Endocrine Abstracts

Introduction: Familial hypocalciuric hypercalcemia (FHH) is a rare mostly asymptomatic genetic disorder affecting the calcium sensing receptor (CaSR) and its associated proteins with autosomal dominant inheritance. Mutation in AP2S1 gene is responsible for FHH3.

Aim: Expand the phenotype of FHH type 3.

Methods: Clinical and biochemical characterization of a patient with de-novo FHH3 mutation.

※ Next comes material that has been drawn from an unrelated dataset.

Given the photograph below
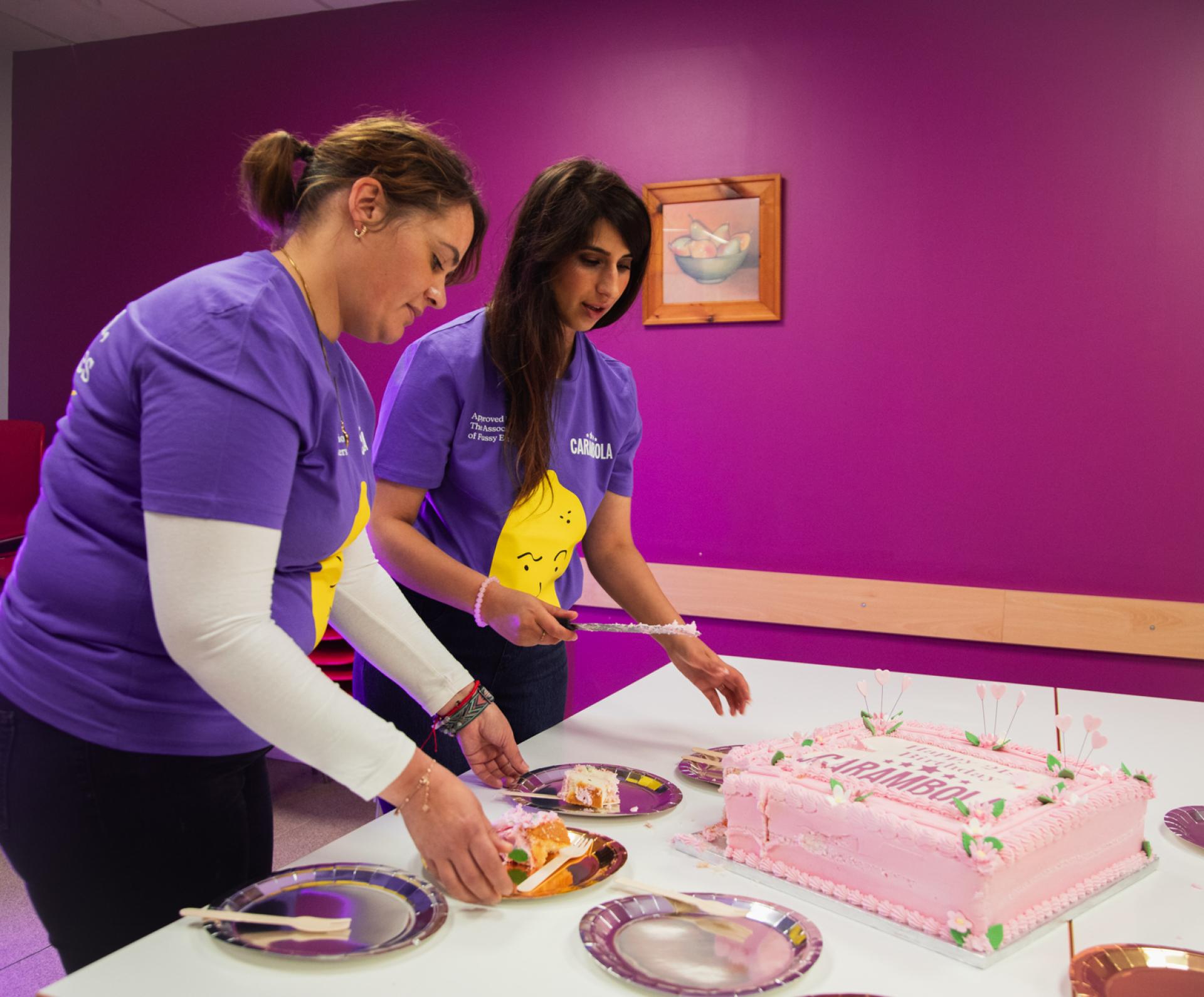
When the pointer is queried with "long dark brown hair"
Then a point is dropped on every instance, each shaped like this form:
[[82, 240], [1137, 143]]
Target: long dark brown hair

Results: S.Z, A 30-year-old man was hospitalized for recurrent pancreatitis. His medical history included chronic hypercalcemia in the range of 11.7–13.3 mg/dl attributed to his prior clinical diagnosis of FHH. Abdominal imaging and lipid profile were unremarkable. The working diagnosis was of hypercalcemia-related acute pancreatitis. He was treated conservatively with resolution of symptoms and normalization of serum amylase and lipase. A multi-gene panel that was performed (INVITAE) revealed a heterozygous mutation in the AP2S1 gene-p.Arg15Leu. His parents and two siblings were normocalcemic. A second genetic panel for pancreatitis related genes was negative. DXA bone mineral density revealed Z score of −2.3 at LS and −2.9 at FN and TH – a typical finding in FHH3 patients. Cinacalcet at a dose of 120 mg daily was well tolerated and normalized calcium levels with no episodes of pancreatitis within 26 months of follow-up. His three-year-old son is followed for speech delay and was found to be hypercalcemic; he carries the same AP2S1 mutation.

Conclusions: We describe a family with a de novo mutation in the AP2S1 gene presenting with recurrent pancreatitis, low bone mass and speech delay thus expanding the phenotype of FHH3.